Document Detail


Mitochondrial tRNA(Phe) mutation as a cause of end-stage renal disease in childhood.
MedLine Citation:
PMID:  23135609     Owner:  NLM     Status:  MEDLINE    
Abstract/OtherAbstract:
BACKGROUND: We identified a mitochondrial tRNA mutation (m.586 G > A) in a patient with renal failure and symptoms consistent with a mitochondrial cytopathy. This mutation was of unclear significance due to the absence of consistent reports of linkage to specific disease phenotypes and any data pertaining to its effects on mitochondrial function.
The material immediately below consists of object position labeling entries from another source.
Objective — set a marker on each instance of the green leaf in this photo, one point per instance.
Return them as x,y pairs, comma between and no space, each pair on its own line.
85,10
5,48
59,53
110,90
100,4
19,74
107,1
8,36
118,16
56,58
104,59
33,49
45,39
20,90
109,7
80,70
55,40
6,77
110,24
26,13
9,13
CASE-DIAGNOSIS/TREATMENT: A 16-month-old girl with failure-to-thrive, developmental regression, persistent lactic acidosis, hypotonia, gastrointestinal dysmotility, adrenal insufficiency, and hematologic abnormalities developed hypertension and renal impairment with chronic tubulointerstitial fibrosis, progressing to renal failure with the need for peritoneal dialysis. Evaluation of her muscle and blood led to the identification of a mutation of the mitochondrial tRNA for phenylalanine, m.586 G > A.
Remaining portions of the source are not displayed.